Ninth Grade Data Analysis

June 14, 2024

English

Posted ondatawith tags:

Overview

My high school requires all incoming freshman to take AP Computer Science Principles. Our teacher asked us to create questions, added it to a Microsoft Form and sent us all the link to fill out. A week later, he gave us all the data. I took the data and cleaned it up, removing all the unnecessary columns and rows. I then analyzed the data to find correlations between different questions and visualized the data to make it easier to understand.

All code is original content and available in analysis.ipynb. It works for my environment and on GitHub, so there's no reason it shouldn't work for you if you run everything sequentially.

Data source

This project is meant to be a learning experience and a school assignment and not to be used for any other purpose. Consent was not acquired from the students to share the data publicly; as such, the data is not available for download, however if you get access to the dataset by going to my school or being my CSP teacher, just follow the instructions in my repository to use my utility scripts and clean up the data.

Correlations

Correlation chart

The correlation matrix is used to find columns that relate to each other or correlate. This can help brainstorm ideas for future visualizations. My code randomly chooses 20 columns from the cleaned data and analyzes the correlation. You only need to look at the data under and to the left of the red squares as it is mirrored to the other side.

Strongest correlations

My code selects the 12 strongest correlations from the 58 rows x 163 columns cleaned dataset.

Interesting correlations

Seeing as the highest correlation has a R-score of 0.5, most of these correlations are moderately weak. However, they do denote a relationship.

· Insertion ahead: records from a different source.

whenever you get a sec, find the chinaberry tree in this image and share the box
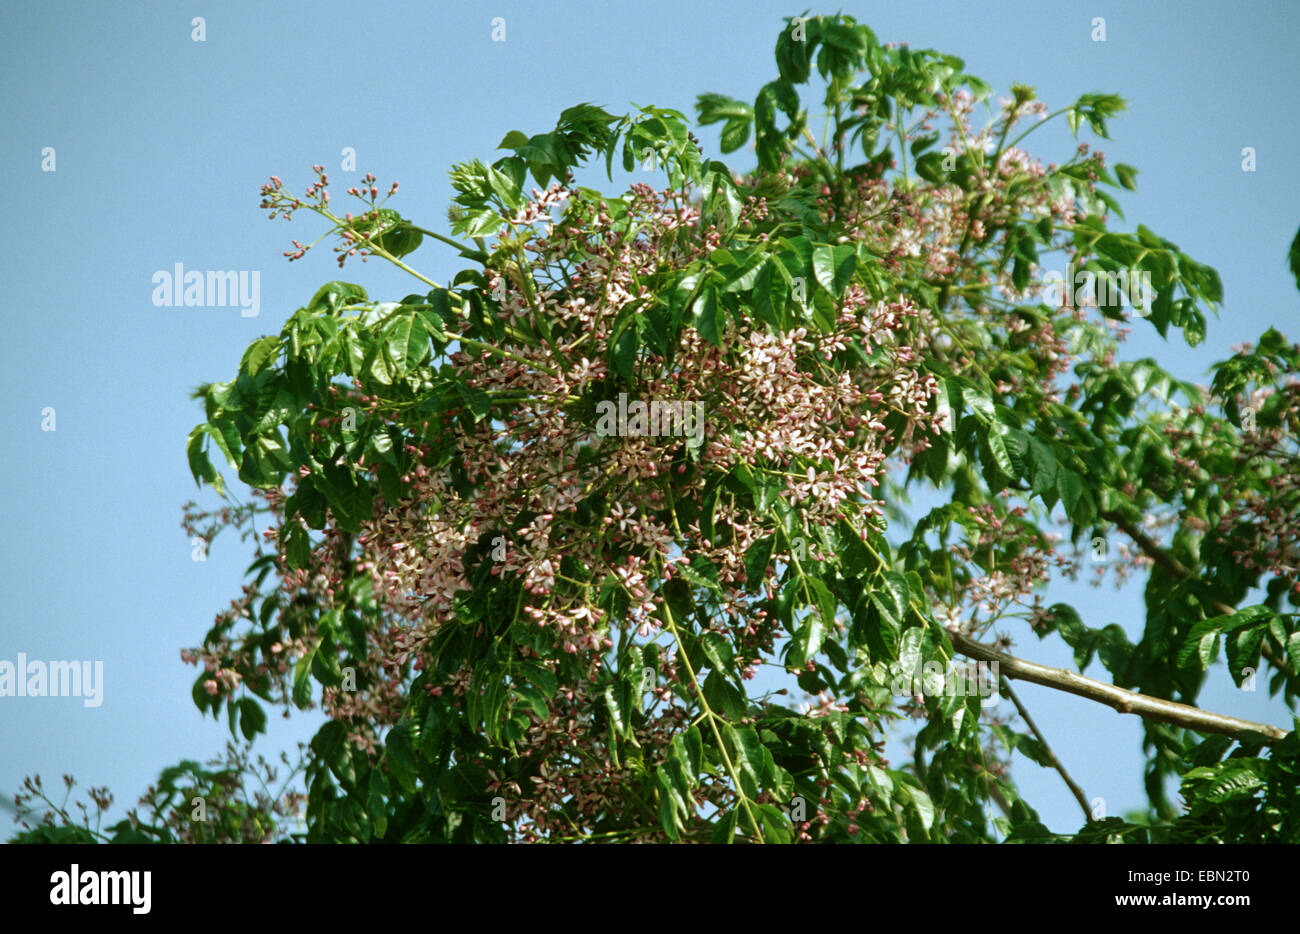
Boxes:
[14,13,1300,844]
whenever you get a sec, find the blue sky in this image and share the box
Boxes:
[2,0,1297,838]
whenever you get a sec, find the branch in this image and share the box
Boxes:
[948,630,1288,744]
[1101,510,1201,591]
[1101,508,1295,675]
[1001,680,1094,823]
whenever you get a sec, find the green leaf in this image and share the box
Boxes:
[513,684,550,721]
[282,523,311,569]
[896,626,925,689]
[993,725,1056,769]
[1184,760,1267,804]
[655,768,685,840]
[721,724,763,799]
[696,92,753,126]
[207,416,242,471]
[385,721,419,795]
[756,803,792,843]
[753,260,788,329]
[1289,224,1300,292]
[1179,626,1220,670]
[720,119,751,153]
[812,243,857,297]
[353,209,424,258]
[240,336,280,377]
[810,574,837,624]
[710,808,739,844]
[959,379,994,423]
[699,631,735,672]
[1027,438,1058,497]
[720,250,767,293]
[186,427,218,488]
[498,130,530,149]
[307,281,368,315]
[665,741,695,804]
[485,163,524,210]
[788,613,826,669]
[292,648,314,708]
[191,676,211,716]
[367,770,389,838]
[703,670,747,720]
[383,313,429,375]
[984,422,1015,483]
[604,684,629,738]
[775,19,812,83]
[900,781,935,834]
[680,725,704,776]
[744,535,774,589]
[311,642,342,688]
[871,571,909,630]
[694,286,720,346]
[1178,606,1272,670]
[238,698,267,740]
[1057,469,1083,517]
[520,664,557,699]
[613,323,639,384]
[915,151,947,184]
[1114,163,1138,191]
[456,384,493,421]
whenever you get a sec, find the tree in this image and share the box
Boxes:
[14,13,1300,844]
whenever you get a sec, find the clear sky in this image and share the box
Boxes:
[2,0,1297,837]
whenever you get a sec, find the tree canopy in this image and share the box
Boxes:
[14,13,1300,845]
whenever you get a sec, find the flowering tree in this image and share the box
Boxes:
[15,14,1300,844]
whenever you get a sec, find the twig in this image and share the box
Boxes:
[1101,508,1295,675]
[1001,680,1093,823]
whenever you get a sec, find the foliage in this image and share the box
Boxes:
[10,743,306,843]
[13,14,1300,844]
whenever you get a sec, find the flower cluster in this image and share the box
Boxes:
[260,166,403,267]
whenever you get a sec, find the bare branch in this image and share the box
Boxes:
[948,630,1288,744]
[1001,680,1093,822]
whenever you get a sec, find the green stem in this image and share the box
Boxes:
[410,225,484,257]
[654,555,766,843]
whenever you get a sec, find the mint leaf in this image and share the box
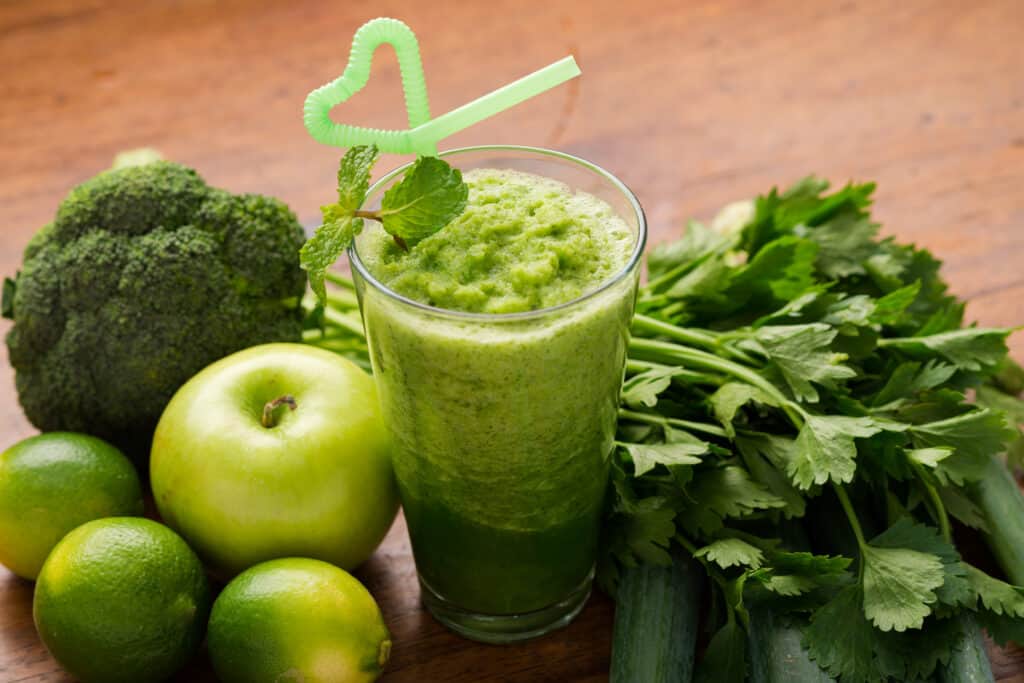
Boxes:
[301,146,470,303]
[336,144,379,212]
[300,211,359,304]
[708,382,779,437]
[379,155,468,245]
[621,441,706,477]
[694,538,765,570]
[300,145,379,304]
[755,324,856,402]
[789,415,885,489]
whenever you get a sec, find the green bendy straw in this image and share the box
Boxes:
[303,17,581,156]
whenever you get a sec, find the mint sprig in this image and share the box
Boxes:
[300,144,468,305]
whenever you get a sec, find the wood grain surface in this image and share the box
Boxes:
[1,0,1022,681]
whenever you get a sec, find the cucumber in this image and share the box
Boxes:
[747,522,835,682]
[974,455,1024,585]
[610,551,703,683]
[937,613,995,683]
[747,606,834,683]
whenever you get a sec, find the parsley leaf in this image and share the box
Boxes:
[870,518,973,609]
[735,433,806,518]
[797,212,879,279]
[910,408,1017,485]
[754,324,856,402]
[804,586,901,683]
[621,366,678,408]
[880,328,1014,372]
[621,441,706,477]
[676,466,787,535]
[861,543,944,632]
[789,415,886,489]
[966,564,1024,617]
[694,538,765,570]
[709,382,779,437]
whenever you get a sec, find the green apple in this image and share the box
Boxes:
[150,343,398,578]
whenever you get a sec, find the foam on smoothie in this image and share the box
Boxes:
[358,168,633,314]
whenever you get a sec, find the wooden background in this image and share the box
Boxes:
[1,0,1022,680]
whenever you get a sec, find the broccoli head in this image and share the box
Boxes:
[4,161,307,462]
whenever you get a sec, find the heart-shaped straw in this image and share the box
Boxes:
[303,17,580,156]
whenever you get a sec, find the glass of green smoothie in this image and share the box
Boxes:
[349,146,646,643]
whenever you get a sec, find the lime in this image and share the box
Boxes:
[33,517,211,683]
[0,432,144,579]
[208,558,391,683]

Here's some of the stronger correlations that I found interesting or made sense to me. I also included my thoughts on why this is the case.

HTML and Javascript rank first and have the strongest correlation. The question asks people to select how much expertise they have with the language. I believe the reason for this is that HTML and JS are usually taught together to web developers and make up the bulk of the World Wide Web (aside from simple, static sites).
"How do you get to school now?" and Python proficiency. This one isn't as direct. I'm not sure why it has a strength of about 0.46 but maybe it's because kids who know more Python tend to have parents that work harder and drive them to school or they live farther away so they take the bus?
GP (graphic production) and history rank fourth on this list. History is one of the humanities and so is art, so maybe this is because GP is similar to art and people are interested in both?
"Do you think that you are smarter than average?" and C++ have a decently strong correlation. C++ developers would usually think they're smarter than average.

On a side note, I wanted to talk about the complexity of these operations and the math behind them.

Calculating the strongest correlations

Let's break this down:

Pairwise correlation

Calculating the pairwise correlation for a matrix of size m x n (m is the number of rows, n is the number of columns) generally has a time complexity of O(n^2 * m) because each pair of columns requires O(m) operations to compute. There are Nc2 pairs which is n^2 / 2. For this dataset, this is 58 * 58 * 0.5 * 163 or about 274, 000.

Absolute value

Getting the absolute value of the matrix is O(n^2) as it requires going through each element of the n x n correlation matrix but this is a minor operation compared to calculating the correlation.

Masking the mirrored triangle

Creating the mask also takes O(n^2) as we are iterating over the n x n matrix again to set the triangle.
Unstacking the matrix which moves it from a 2D array to a 1D one with labels takes O(n^2 log(n^2)) which is equal to O(2 n^2 log n) since there are n^2 elements in the correlation matrix and sorting them takes O(n^2 log n).
Selecting the top 12 correlations is just O(1) because you just pick the top 12 elements form the sorted elements.

I'll be honest, I didn't feel like cleaning all 489 responses to the three questions I drew upon. It would have been easy to visualize if the questions were multiple choice or multi-select. Instead, I took the following steps for my visualizations:

Pre-process the data
- Select the sport questions and create a new csv file for them and initialize a DataFrame.
- Clean the data: convert everything to lowercase, remove punctuation, and filter out stopwords like "year" or "and".
Count word frequencies
Generate and plot the wordcloud and network graph

The wordcloud

The wordcloud is a representation of the most common words in the sports-related questions. The size of the word represents the frequency of the word in the dataset. The wordcloud is generated using the wordcloud library in Python.

Some of the most popular sports are soccer, tennis, basketball, football and badminton.

The network graph

The network graph is a representation of the relationships between the words in the sports-related questions. Each node represents a word in the dataset. When words are used together, they are connected by a line. The thickness of the edge represents the frequency of the words being used together.

Things to notice:

While it seems like there are a lot of duplicate words, each word is unique.
I did not try to clean the dataset intensively and only removed some punctuation and whitespaces.
There are many different spellings of the same word, abbreviations, slang, etc.
At the center, there are popular sports like basketball, dance, tennis, etc. There are also many keywords like "and", "play", "sports", etc. which are used in the responses.